4.4. Western Blotting

CarGRP78 were detected by Western blotting using a modified anti-citrulline detection kit (Upstate Biotechnology, Lake Placid, NY, USA) [24]. Briefly, 20 ng CarGRP78 and GRP78 were immobilized on PVDF membrane after 10% sodium dodecyl sulfate-polyacrylamide gel electrophoresis (SDS-PAGE), followed by electrotransfer. Then, immobilized CarGRP78 and GRP78 were modified by 2,3-butanedione monoxime and antipyrine in a strong acid solution, according to the manufacturer’s instructions. The modified citrulline residues were detected by the rabbit polyclonal anti-modified citrulline antibodies and goat anti-rabbit IgG-horseradish peroxidase (HRP) antibody conjugate.

4.5. Enzyme-Linked Immunosorbent Assay (ELISA) for Anti-Cyclic Citrullinated Peptides (Anti-CCP), Anti-78-kDa Glucose-Regulated Protein (Anti-GRP78) Antibody, and Anti-Carbamylated 78-kDa Glucose-Regulated Protein Anti-CarGRP78 Antibody

Anti-CCP was detected by Quanta Lite CCP3 enzyme-linked immunosorbent assay (ELISA) kits (Inova Diagnostics, San Diego, CA, USA) in accordance to the manufacturer’s recommendations. ELISA plates (BD Biosciences, San Jose, CA, USA) were coated for 2 h at 37 °C with 1 μg/mL GRP78 or CarGRP78 in coating buffer containing 35 mM NaHCO3 and 15 mM Na2CO3, pH 9.6. The plates were washed with phosphate-buffered saline (PBS) for four times and blocked with PBS containing 2% skim milk overnight. Then, Quanta Lite reagents (Inova Diagnostics, San Diego, CA, USA) were used for performing ELISA according to the supplier’s protocol. The plates were read at 405 nm on an Anthos Zenyth 3100 multimode fluorometer (Anthos Labtec Instruments GmbH, Salzburg, Austria). All samples were analyzed at the same time. The absorbance values of control wells were low in all cases. The cutoff values for the anti-GRP78 and anti-CarGRP78 antibody ELISA was defined as the mean plus two standard deviations of the controls.

4.6. Statistical Analysis

All data were represented as mean ± standard deviation.
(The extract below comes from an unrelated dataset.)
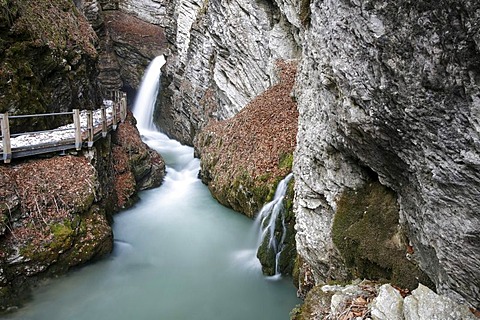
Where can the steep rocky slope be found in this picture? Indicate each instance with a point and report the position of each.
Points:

Statistical significance was assessed with non-parametric Mann-Whitney U test. Linear regression analysis was conducted to evaluate the correlations between levels of anti-GRP78 or anti-CarGRP78 antibody with the levels of CRP or anti-CCP antibody. Two-tailed p < 0.05 was considered statistically significant.

5. Conclusions

In conclusion, we demonstrated the presence of anti-CarGRP78 antibody in patients with RA, SLE, and pSS. The serum titer of anti-CarGRP78 antibody was significantly elevated in patients with RA compared with controls.